Wkrótce może się to zmienić dzięki pracom naukowców z University of Michigan (U-M), których tworzywo sztuczne przewodzi ciepło 10-krotnie lepiej niż podobne materiały.
Dotychczasowe próby zwiększenia przewodnictwa cieplnego tworzyw sztucznych polegały na integrowaniu ich z metalami, ceramiką bądź na rozciąganiu. Jednak metody te trudno się skaluje, są drogie, mogą zwiększać wagę plastiku i zmieniać np. jego przewodnictwo czy sposób odbijania światła. Tworzywo z U-M jest pozbawione tych wad.

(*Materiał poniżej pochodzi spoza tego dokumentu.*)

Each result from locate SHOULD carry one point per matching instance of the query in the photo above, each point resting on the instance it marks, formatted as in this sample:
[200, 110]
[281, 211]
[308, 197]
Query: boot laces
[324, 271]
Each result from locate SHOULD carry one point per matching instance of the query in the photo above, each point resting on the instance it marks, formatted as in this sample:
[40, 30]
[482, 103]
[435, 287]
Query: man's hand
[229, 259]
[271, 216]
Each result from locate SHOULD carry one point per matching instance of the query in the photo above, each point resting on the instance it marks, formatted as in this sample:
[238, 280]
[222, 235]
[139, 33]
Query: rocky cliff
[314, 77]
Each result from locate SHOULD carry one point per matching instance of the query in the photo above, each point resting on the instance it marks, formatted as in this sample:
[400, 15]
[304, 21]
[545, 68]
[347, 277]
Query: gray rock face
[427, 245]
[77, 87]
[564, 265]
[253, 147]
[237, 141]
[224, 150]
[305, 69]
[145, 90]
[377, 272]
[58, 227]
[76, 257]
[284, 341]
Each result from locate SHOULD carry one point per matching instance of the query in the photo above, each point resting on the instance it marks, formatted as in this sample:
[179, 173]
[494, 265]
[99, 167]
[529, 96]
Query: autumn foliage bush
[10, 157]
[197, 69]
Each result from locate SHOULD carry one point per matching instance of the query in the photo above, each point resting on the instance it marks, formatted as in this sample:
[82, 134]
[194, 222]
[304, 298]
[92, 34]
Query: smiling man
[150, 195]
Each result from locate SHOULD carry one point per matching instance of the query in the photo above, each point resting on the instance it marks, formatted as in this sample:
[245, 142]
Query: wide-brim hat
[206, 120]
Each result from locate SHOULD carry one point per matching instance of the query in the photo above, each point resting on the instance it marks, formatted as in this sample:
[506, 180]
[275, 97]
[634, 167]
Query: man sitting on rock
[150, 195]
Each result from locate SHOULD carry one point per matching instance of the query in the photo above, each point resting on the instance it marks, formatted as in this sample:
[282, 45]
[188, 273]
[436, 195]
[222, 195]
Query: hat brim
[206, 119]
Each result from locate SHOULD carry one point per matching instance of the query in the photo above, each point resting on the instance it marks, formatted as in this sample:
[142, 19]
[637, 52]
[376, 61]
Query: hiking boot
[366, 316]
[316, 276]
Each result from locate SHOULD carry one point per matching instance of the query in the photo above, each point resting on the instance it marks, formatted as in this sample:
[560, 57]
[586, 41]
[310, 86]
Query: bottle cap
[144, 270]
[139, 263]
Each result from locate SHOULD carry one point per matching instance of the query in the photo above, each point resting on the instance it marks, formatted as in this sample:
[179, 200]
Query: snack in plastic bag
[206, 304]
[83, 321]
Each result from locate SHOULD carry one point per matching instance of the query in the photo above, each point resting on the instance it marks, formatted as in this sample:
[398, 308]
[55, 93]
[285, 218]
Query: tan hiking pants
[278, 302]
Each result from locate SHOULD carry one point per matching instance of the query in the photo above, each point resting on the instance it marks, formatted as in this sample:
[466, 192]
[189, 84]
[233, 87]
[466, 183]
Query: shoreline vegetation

Energia cieplna przepływa przez materię w formie wibracji molekuł. Do efektywnego transferu ciepła konieczna jest jak najbardziej prosta, ciągła ścieżka z silnie powiązanych atomów i molekuł. Jeśli jej nie ma, ciepło pozostaje uwięzione w materiale, który się nagrzewa. W większości tworzyw sztucznych łańcuchy polimerów przypominają spaghetti. Są długie i nie łączą się dobrze ze sobą. Gdy przyłożymy źródło ciepła do jednego końca tworzywa sztucznego, molekuły zaczynają wibrować, ale wibracje te nie przenoszą się dalej, gdyż polimery są ze sobą luźno powiązane - mówi profesor Kevin Pipe z U-M.

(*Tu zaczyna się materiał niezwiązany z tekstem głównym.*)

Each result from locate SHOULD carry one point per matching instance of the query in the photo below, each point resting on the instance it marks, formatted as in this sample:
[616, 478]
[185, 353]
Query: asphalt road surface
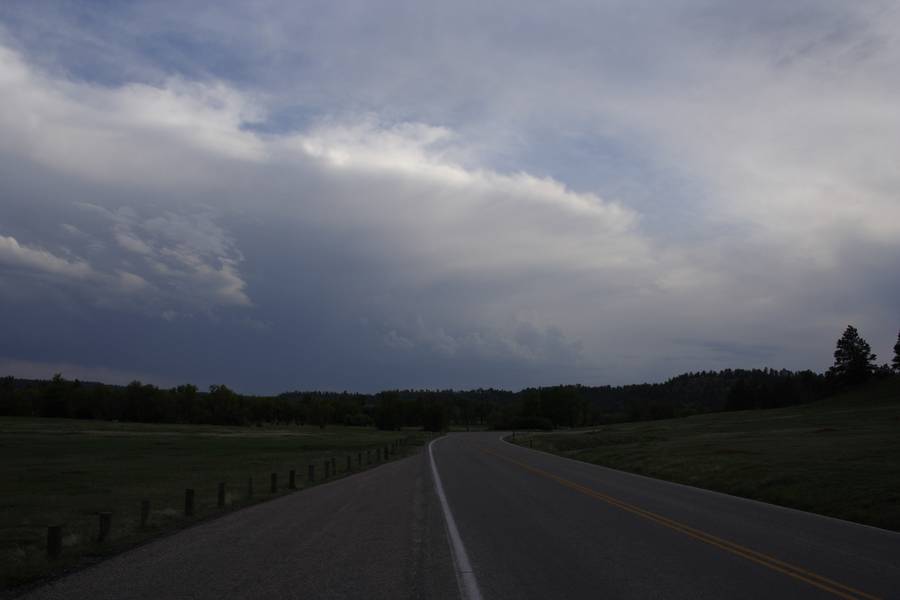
[476, 517]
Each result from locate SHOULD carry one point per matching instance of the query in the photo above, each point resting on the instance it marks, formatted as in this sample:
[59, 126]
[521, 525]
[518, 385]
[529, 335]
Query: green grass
[838, 457]
[66, 471]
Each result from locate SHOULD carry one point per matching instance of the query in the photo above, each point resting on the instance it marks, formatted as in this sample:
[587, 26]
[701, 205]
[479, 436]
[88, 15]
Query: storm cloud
[281, 195]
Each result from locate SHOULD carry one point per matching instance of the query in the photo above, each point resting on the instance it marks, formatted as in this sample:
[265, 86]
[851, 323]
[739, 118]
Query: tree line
[436, 410]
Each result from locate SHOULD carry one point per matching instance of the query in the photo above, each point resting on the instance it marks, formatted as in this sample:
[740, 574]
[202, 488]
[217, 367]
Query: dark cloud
[414, 196]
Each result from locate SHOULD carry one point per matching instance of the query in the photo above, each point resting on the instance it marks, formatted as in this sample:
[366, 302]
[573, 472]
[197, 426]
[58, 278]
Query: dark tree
[896, 362]
[853, 358]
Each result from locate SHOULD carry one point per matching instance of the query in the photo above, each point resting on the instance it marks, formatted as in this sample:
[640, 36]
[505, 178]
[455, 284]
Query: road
[502, 522]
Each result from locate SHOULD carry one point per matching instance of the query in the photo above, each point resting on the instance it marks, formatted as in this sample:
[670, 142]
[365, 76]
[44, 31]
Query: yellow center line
[823, 583]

Profesor Pipe i jego zespół opracowali metodę stworzenia solidnych połączeń pomiędzy długimi łańcuchami polimerów kwasu poliakrylowego (PAA), a krótkimi łańcuchami poliakryloilu piperidyny (PAP). Udoskonaliliśmy te połączenia tak, że energia cieplna znajduje niezakłóconą drogę przez materiał. Wciąż mamy wiele do zrobienia, ale to ważny krok ku zrozumieniu, w jaki sposób należy pracować z plastikami, by przewodziły ciepło. Mimo dziesięciokrotnego zwiększenia przewodnictwa jest ono wciąż znacznie mniejsze niż w większości metali, jednak otworzyliśmy możliwość kolejnych udoskonaleń - mówi jeden ze współpracowników Pipe'a.